夜と霧

私が手にとったこの本は、初版から43刷目にあたるものでした。
以前からずっと読んでみたいと思っていた名著。
ちびちび、でもしっかり内容を咀嚼しながら読み進め、最後のページを閉じたのは8月9日。
長崎に原爆が投下されて68年目の日でした。

アウシュビッツを経験し、無事に生還した心理学者の実体験に基づいたこの作品。
後半はこの作者が強制収容所を通し、人間が極限状態に陥ったときの状況を、学者らしく、また生生しく記しています。
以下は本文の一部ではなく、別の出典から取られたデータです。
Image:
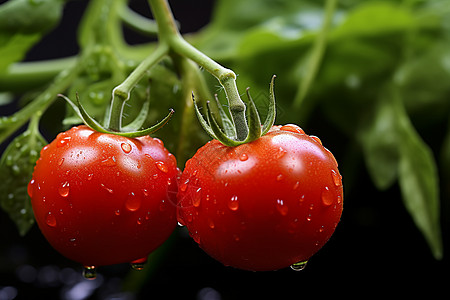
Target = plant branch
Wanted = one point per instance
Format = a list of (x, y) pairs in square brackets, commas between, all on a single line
[(168, 33)]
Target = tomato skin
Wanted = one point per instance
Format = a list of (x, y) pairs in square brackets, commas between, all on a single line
[(102, 199), (264, 205)]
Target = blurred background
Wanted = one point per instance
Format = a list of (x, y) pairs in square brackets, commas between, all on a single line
[(377, 247)]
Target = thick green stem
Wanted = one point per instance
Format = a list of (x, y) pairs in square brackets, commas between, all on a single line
[(168, 33), (121, 93)]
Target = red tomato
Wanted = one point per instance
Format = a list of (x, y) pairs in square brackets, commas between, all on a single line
[(103, 199), (264, 205)]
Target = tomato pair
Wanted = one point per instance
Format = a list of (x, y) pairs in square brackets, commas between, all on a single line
[(103, 199)]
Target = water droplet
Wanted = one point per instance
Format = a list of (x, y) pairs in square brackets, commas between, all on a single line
[(243, 157), (139, 264), (109, 162), (50, 220), (126, 147), (109, 190), (281, 152), (211, 224), (64, 189), (292, 128), (162, 166), (327, 197), (63, 142), (197, 198), (30, 188), (132, 203), (281, 207), (162, 205), (299, 266), (233, 203), (317, 139), (336, 178), (183, 186), (89, 272), (302, 198)]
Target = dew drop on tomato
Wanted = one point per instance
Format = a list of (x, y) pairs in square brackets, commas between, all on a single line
[(162, 166), (64, 189), (139, 264), (336, 178), (89, 272), (30, 188), (243, 157), (197, 198), (63, 142), (50, 220), (327, 197), (233, 203), (282, 207), (292, 128), (133, 202), (126, 147), (109, 162)]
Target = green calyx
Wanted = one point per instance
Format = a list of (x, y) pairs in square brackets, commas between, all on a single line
[(132, 130), (227, 135)]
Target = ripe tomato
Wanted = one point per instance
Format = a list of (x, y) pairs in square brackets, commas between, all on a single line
[(103, 199), (264, 205)]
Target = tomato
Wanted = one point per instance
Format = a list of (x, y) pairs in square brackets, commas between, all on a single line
[(265, 205), (102, 199)]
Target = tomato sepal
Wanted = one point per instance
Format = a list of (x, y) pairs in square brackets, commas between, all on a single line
[(227, 134)]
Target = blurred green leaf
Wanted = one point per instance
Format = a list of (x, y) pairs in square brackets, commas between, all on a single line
[(418, 179), (393, 148), (16, 168), (379, 138), (22, 24)]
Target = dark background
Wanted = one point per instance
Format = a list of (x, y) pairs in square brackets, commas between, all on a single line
[(375, 251)]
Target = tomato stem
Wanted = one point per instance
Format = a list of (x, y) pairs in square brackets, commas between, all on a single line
[(169, 33)]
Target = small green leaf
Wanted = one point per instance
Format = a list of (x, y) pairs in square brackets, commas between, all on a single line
[(228, 126), (22, 24), (254, 122), (271, 114), (16, 168)]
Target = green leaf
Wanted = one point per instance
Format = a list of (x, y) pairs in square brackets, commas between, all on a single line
[(379, 138), (418, 179), (16, 168), (22, 24), (394, 150)]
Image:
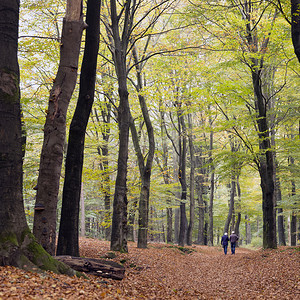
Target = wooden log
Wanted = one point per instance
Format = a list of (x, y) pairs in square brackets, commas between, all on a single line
[(94, 266)]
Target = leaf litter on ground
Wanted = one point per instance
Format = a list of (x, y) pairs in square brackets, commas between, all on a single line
[(164, 271)]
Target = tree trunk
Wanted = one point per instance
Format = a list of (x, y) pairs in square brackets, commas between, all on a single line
[(176, 225), (192, 183), (210, 233), (265, 163), (247, 230), (166, 173), (69, 223), (131, 220), (18, 246), (182, 176), (231, 203), (280, 218), (238, 207), (119, 219), (44, 227), (82, 213), (295, 4), (145, 169), (200, 193)]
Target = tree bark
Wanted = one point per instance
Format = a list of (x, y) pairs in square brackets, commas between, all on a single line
[(68, 243), (44, 227), (295, 30), (192, 183), (210, 233), (231, 203), (144, 168), (18, 246), (119, 51), (294, 215), (82, 213), (182, 176)]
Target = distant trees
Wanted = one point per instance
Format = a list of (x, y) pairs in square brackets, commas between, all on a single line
[(197, 101)]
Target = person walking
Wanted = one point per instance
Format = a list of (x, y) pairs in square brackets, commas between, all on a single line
[(224, 242), (233, 239)]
ただ、これを読む前に72ページにも渡る「解説」をまずじっくり読んでほしい。
実際にアウシュビッツをはじめ、ドイツ各地に点在する強制収容所で行われていた、残酷な現状をことこまかに書いている。読んでいても眉をしかめ、時には目を閉じてしまうような非道の限りが
この強制収容所で行われていたのです。

この状況下で、作者は生きのび、そして多くの同じ環境下で生きる人たちをみていたのです。
この事実に驚き、そして作者の最後まで「人間としての何か」を失うことなく生きていたということに
ただただ尊敬するばかりです。


戦争はよくない。
これは誰もがわかっていることです。

では、なぜいけないのか。
戦争がもたらすものは一体何なのか。
戦争で失うものは何なのか。


この本の中に、これらの問いの答えになるものがたくさんあります。